Blaming environmental regulation for those losses, however, was largely a lie. The Endangered Species Act didn’t precipitate an immediate loss of jobs. By 1994, after most logging in the national forest was shut down, some 91,000 workers were still employed in the timber industry; most of the jobs had disappeared over the previous 20 years for unrelated reasons.

Today’s timber workers will not benefit from the evisceration of the ESA. Even if every old-growth tree is harvested and every northern spotted owl eliminated, timber communities will not materially benefit. The nearly fully automated industry employs consistently fewer workers, a trend that is unlikely to reverse.

More than that, economic growth in the Northwest actually depends on these trees standing, as the region has become an international tourist hub, with locals and visitors coming to hike, fish, mountain bike and otherwise play in these forests.
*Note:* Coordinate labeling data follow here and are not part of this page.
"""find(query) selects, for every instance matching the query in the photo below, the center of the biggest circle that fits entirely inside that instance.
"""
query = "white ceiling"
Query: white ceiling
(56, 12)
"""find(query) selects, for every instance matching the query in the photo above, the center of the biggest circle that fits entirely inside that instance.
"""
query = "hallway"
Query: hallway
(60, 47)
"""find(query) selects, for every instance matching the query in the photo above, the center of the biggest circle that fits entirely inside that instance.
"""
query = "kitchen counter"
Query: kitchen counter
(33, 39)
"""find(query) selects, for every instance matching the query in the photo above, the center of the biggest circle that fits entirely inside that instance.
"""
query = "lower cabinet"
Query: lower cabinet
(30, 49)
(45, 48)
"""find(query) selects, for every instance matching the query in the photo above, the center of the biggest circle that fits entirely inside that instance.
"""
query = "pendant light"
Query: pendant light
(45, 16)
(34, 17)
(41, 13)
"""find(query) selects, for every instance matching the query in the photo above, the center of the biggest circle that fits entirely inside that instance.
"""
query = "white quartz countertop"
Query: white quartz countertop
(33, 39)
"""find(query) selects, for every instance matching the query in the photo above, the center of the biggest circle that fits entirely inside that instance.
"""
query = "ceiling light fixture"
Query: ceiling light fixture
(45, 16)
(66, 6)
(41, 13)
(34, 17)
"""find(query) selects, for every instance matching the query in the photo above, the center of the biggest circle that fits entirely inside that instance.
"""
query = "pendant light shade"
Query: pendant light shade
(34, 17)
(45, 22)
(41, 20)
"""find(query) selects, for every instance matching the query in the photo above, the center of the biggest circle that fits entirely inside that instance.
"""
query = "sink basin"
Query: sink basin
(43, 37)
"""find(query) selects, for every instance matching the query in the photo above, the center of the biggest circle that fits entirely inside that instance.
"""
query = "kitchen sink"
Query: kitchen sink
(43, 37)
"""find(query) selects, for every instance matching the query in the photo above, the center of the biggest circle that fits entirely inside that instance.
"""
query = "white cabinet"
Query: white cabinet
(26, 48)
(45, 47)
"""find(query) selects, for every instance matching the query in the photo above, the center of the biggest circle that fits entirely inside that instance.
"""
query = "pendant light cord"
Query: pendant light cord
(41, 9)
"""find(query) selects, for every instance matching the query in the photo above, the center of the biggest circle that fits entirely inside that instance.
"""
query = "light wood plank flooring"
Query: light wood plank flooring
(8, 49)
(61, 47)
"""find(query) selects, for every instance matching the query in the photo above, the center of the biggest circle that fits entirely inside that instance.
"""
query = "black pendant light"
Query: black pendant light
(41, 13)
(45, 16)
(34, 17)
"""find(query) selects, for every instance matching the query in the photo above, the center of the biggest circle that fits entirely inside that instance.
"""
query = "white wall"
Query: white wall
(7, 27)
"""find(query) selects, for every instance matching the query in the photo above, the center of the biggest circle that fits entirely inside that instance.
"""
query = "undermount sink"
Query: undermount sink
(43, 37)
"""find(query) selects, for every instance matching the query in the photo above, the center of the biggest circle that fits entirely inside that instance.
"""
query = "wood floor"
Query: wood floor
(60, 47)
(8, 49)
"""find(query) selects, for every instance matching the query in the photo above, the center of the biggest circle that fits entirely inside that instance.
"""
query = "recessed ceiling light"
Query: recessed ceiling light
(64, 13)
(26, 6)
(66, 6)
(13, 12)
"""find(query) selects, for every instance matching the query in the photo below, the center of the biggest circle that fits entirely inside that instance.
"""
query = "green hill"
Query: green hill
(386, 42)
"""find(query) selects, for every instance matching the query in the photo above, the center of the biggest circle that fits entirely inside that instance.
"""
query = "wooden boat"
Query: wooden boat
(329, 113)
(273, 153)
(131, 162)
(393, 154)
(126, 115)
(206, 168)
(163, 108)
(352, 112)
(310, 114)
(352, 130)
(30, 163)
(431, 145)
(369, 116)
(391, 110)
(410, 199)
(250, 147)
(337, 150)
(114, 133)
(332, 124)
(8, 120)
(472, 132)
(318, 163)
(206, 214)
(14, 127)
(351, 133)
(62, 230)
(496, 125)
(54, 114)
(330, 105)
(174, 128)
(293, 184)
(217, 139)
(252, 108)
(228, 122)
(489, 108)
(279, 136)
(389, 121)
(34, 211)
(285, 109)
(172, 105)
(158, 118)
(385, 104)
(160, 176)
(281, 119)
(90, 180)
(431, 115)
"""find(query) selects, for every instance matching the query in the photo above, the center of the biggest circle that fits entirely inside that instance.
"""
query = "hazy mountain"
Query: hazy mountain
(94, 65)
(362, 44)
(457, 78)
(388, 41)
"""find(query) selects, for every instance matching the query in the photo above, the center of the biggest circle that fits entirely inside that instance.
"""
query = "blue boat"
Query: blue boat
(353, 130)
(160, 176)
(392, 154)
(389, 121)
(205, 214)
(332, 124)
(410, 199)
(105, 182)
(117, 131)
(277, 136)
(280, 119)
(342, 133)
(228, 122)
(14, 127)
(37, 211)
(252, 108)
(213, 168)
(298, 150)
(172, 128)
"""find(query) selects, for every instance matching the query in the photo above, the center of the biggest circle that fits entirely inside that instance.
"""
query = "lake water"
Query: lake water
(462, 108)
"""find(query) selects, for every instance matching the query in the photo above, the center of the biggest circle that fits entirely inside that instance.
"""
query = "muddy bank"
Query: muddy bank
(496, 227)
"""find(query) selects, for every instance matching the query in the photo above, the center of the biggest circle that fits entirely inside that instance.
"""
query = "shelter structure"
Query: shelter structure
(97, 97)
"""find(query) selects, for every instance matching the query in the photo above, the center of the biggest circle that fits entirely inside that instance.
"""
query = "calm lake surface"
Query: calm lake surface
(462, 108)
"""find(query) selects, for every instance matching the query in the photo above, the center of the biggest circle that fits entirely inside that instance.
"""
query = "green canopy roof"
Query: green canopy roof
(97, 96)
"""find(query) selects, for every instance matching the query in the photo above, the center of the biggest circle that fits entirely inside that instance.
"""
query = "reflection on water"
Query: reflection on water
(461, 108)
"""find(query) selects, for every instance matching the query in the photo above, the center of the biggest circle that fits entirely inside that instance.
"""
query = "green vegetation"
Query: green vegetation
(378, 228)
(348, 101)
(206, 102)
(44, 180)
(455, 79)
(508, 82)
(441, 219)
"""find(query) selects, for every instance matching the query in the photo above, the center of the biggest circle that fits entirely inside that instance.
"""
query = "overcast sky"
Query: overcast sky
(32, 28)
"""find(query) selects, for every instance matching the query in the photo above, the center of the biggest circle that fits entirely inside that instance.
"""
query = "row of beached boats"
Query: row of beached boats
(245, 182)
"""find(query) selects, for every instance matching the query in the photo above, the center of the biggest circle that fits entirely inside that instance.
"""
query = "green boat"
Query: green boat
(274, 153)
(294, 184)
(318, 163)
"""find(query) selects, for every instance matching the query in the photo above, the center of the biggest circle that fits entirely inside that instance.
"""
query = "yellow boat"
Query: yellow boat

And the survival of our species may depend on protecting its delicate ecosystems.

In 1938, the IWA’s union newspaper told its members that if the timber industry continued its environmentally destructive practices, the industry would be largely dead in the Northwest by 2000. The union was right. But that had almost nothing to do with protecting the spotted owl and almost everything to do with corporate policies pursued at the expense of workers and sustainable forestry.


Sorry, this obviously isn’t legitimate because it didn’t just take the current feelings of angry rural white people at face value and instead looked at actual evidence. What was I thinking?